In 2000, a family tragedy forced a careful reassessment of his priorities. While he still toured, playing all over Asia, Australia and the Americas, he took a step back to refocus on studio productions and running his label, Ball of Waxx, co-founded with David DeLaski, formerly of the ambient electronica outfit Electric Skychurch. Through their label, they pushed the original works of Brian Seed, Desert Dwellers, Eastern Sun and Quade. In 2005, he put out his first album of original music, the breaks heavy A Night In The Park, featuring the rolling ‘Force Ten,’ the slamming ‘Desert Days,’ the floaty ‘Dye Sky Drive’ and the warped ‘Chopstix.’ The same year, he co-wrote ‘Rapture At Sea’ with Eastern Sun, a song that KCRW’s Jason Bentley picked as one of the top tracks of 2005.  

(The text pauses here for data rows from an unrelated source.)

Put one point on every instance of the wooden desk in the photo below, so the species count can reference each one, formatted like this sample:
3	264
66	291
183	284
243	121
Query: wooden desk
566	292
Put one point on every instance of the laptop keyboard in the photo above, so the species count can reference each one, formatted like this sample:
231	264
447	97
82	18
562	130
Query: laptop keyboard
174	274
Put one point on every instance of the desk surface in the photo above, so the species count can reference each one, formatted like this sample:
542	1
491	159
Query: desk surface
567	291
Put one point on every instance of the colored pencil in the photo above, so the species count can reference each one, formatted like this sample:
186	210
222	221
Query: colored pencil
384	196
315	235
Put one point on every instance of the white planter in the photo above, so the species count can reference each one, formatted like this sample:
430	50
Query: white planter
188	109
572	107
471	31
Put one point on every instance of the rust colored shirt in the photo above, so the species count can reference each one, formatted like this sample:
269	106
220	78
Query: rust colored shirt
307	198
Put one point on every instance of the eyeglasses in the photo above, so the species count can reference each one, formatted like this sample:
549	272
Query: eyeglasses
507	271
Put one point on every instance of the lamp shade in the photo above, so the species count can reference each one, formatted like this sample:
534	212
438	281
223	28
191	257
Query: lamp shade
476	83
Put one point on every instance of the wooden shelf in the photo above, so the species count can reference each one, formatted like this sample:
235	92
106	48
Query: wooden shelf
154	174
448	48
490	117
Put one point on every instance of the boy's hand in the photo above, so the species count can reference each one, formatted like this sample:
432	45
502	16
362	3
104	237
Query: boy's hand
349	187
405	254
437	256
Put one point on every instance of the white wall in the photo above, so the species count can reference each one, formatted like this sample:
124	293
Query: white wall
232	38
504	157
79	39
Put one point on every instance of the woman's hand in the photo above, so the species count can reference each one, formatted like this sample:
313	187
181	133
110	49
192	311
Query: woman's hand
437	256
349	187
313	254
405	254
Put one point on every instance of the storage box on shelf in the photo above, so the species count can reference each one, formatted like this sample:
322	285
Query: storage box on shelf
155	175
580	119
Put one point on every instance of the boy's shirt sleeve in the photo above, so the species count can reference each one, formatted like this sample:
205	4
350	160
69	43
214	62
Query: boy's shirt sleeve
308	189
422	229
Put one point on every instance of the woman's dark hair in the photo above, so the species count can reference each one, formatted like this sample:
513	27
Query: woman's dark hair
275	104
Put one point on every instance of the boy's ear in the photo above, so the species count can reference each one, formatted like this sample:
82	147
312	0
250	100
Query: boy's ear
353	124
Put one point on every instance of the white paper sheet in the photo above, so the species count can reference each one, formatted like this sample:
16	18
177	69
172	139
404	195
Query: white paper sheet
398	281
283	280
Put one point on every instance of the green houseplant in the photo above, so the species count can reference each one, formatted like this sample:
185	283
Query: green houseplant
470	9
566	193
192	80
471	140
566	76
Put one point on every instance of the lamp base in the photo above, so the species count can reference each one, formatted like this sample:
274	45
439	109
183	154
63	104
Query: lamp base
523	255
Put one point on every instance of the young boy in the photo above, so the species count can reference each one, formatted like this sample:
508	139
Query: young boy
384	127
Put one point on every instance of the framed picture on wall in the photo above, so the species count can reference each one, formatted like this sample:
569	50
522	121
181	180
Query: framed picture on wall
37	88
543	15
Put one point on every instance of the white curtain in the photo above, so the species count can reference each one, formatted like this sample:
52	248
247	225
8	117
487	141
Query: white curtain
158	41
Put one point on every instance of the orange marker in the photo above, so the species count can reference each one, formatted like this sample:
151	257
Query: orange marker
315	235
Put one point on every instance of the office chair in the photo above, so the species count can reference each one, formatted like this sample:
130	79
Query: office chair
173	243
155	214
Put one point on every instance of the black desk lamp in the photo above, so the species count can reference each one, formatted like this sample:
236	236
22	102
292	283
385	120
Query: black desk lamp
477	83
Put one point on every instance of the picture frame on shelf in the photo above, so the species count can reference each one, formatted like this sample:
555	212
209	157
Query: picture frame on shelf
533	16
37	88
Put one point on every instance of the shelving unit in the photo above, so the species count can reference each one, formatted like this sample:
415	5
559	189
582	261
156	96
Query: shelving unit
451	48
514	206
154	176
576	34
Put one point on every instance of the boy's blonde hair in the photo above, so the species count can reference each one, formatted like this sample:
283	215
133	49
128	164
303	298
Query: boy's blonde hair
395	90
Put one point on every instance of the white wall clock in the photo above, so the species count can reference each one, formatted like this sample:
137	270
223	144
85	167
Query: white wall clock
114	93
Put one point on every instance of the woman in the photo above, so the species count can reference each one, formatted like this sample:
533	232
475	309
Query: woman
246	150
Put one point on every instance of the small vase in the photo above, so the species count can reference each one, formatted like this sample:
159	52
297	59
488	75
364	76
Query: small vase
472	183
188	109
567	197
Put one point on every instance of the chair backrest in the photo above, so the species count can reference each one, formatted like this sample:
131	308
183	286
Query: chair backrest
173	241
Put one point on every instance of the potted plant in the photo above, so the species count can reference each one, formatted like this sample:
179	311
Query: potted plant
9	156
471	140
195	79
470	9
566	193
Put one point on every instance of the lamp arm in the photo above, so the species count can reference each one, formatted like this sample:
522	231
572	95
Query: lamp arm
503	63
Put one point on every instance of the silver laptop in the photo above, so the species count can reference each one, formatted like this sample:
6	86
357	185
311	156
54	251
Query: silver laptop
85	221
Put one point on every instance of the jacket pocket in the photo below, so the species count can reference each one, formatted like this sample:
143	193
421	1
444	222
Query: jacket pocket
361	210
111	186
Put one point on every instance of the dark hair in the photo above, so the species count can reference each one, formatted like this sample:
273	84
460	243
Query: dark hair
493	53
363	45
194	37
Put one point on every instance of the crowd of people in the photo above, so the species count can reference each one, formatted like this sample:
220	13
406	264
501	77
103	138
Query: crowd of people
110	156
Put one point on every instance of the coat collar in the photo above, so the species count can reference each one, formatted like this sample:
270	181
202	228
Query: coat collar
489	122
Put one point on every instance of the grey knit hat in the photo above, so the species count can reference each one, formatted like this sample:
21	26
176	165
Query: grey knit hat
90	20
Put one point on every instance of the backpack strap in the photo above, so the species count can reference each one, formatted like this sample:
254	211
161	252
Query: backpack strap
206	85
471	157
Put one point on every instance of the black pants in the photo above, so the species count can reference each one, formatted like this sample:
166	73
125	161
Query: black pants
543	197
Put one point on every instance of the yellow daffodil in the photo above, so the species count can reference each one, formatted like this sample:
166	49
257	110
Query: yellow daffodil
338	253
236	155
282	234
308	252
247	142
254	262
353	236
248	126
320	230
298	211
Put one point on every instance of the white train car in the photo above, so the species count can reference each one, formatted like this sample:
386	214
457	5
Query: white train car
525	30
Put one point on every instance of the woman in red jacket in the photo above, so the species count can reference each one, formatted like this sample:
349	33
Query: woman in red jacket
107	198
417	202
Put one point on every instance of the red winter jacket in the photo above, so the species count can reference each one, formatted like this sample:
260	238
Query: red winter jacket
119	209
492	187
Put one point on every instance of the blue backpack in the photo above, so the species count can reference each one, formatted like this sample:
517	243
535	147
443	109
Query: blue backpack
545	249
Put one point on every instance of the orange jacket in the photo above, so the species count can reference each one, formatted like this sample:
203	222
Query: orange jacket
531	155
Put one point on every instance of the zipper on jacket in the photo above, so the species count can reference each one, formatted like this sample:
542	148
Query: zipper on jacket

More recently, John has played at Lightning In A Bottle, Tropical, and of course, L.A.’s Full Moon gatherings. He’s currently working on a new album, as well as collaborations with his Ball of Waxx cohorts. He also works as a sound editor and music supervisor for film and television. More than two decades after that fateful night at Infinity, John continues to evolve a dynamic personal sound, still walking his own unique path to the future.